Project description:There are competing explanations for persistent postoperative seizures after temporal lobe surgery. One is that 1 or more particular subtypes of mesial temporal lobe epilepsy (mTLE) exist that are particularly resistant to surgery. We sought to identify a common brain structural and connectivity alteration in patients with persistent postoperative seizures using preoperative quantitative magnetic resonance imaging and diffusion tensor imaging (DTI).We performed a series of studies in 87 patients with mTLE (47 subsequently rendered seizure free, 40 who continued to experience postoperative seizures) and 80 healthy controls. We investigated the relationship between imaging variables and postoperative seizure outcome.

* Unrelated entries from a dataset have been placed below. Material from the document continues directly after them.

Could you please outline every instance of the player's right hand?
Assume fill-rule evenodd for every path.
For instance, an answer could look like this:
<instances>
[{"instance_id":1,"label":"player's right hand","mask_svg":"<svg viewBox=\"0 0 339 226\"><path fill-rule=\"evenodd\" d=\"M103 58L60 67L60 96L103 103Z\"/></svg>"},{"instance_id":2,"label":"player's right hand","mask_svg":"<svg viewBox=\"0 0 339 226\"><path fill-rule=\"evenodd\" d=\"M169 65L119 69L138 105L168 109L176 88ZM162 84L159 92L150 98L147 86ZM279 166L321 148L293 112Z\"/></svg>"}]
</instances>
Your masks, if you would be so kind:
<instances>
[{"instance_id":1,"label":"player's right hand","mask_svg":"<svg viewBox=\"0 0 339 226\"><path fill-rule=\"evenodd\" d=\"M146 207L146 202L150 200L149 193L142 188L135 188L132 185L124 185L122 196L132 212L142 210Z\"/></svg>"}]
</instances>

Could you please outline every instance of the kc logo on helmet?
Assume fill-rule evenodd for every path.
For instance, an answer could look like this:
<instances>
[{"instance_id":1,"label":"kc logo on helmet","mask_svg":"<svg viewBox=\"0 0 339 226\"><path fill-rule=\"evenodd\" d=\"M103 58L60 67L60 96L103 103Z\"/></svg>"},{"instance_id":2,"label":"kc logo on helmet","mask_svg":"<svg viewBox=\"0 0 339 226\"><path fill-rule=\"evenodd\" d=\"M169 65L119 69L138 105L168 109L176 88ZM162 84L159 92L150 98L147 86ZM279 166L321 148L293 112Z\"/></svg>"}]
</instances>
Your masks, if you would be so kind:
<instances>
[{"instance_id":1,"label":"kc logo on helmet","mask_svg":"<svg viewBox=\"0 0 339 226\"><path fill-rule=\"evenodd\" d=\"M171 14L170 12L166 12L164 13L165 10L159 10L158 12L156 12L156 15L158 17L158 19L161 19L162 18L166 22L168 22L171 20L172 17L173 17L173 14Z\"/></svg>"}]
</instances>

All patients had unilateral temporal lobe seizure onset, had ipsilateral hippocampal sclerosis as the only brain lesion, and underwent amygdalohippocampectomy.Quantitative imaging factors found not to be significantly associated with persistent seizures were volumes of ipsilateral and contralateral mesial temporal lobe structures, generalized brain atrophy, and extent of resection. There were nonsignificant trends for larger amygdala and entorhinal resections to be associated with improved outcome. However, patients with persistent seizures had significant atrophy of bilateral dorsomedial and pulvinar thalamic regions, and significant alterations of DTI-derived thalamotemporal probabilistic paths bilaterally relative to those patients rendered seizure free and controls, even when corrected for extent of mesial temporal lobe resection.Patients with bihemispheric alterations of thalamotemporal structural networks may represent a subtype of mTLE that is resistant to temporal lobe surgery. Increasingly sensitive multimodal imaging techniques should endeavor to transform these group-based findings to individualize prediction of patient outcomes.